Indo mais à fundo, podemos colocar o transtorno como um mecanismo autoaliviador e evitativo, tal como a compulsão por compras, sexo, jogos, drogas, automutilação, etc. A pessoa quer aliviar a ativação emocional que sente e lança mão desse "recurso" nada saudável. E foi a saída que Diana encontrou naquele momento.
Além desta, percebo uma segunda saída, que foi uma faca de dois gumes para a rosa inglesa - ela começou a se alimentar incessantemente também do olhar do outro. A necessidade de aprovação é algo bem comum em pessoas que têm crenças de abandono, ou seja, que acreditam que uma hora ou outra vão acabar sendo deixadas, trocadas, abandonadas.

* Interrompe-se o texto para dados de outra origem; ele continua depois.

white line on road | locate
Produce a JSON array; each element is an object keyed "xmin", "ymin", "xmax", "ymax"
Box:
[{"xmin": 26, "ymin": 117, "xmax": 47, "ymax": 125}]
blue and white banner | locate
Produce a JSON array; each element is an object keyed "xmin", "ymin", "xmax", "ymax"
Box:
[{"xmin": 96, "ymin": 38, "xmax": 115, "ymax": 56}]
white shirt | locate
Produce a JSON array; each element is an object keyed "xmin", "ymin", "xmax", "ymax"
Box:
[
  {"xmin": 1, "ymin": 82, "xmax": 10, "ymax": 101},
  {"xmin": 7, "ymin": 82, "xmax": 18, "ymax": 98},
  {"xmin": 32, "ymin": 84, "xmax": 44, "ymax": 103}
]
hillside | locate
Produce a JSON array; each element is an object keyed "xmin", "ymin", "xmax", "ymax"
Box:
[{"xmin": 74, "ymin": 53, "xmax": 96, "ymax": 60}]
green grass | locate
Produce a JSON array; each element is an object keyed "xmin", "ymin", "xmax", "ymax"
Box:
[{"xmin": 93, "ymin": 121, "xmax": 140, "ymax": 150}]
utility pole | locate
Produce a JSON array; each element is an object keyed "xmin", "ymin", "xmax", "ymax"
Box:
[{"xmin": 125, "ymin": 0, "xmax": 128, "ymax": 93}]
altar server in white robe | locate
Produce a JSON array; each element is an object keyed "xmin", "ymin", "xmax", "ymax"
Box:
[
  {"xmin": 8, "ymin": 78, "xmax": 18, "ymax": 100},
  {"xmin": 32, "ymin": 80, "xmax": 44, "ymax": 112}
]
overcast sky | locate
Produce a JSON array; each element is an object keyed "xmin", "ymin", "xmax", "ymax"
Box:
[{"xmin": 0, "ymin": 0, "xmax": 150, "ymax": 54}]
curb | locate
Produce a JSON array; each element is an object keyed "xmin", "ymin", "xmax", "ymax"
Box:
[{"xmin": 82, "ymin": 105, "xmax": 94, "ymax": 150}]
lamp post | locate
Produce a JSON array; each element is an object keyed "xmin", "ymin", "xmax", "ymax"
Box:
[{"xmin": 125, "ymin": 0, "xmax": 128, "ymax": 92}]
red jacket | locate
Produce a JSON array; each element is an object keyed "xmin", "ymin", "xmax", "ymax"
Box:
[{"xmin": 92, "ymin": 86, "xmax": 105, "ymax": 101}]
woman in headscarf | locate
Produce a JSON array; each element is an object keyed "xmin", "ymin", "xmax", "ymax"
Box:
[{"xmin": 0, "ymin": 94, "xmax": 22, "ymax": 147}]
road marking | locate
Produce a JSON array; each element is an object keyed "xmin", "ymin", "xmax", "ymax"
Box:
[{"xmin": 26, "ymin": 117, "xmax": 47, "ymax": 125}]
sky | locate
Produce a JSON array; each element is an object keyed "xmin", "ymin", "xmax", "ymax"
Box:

Havia câmeras o tempo todo e manifestações de carinho de pessoas do mundo inteiro, era muita atenção dirigida a ela, o que não agradou a Charles. Ele já se sentia colocado de lado pela mãe e necessitava muito de valorização.
Ao lado de Diana, o príncipe era mero coadjuvante, todos os olhares se voltavam para ela. Ele não suportou isso, o que fica muito claro na ida dos dois à Austrália e em outros momentos mostrados na série.
O que confortava Diana - esse amor dos súditos - também a fazia sofrer, afastando-a cada vez mais de seu esposo. Além disso, era uma exposição excessiva, que um dia culminaria em sua morte, mas o seriado não chega a tal ponto nesta temporada.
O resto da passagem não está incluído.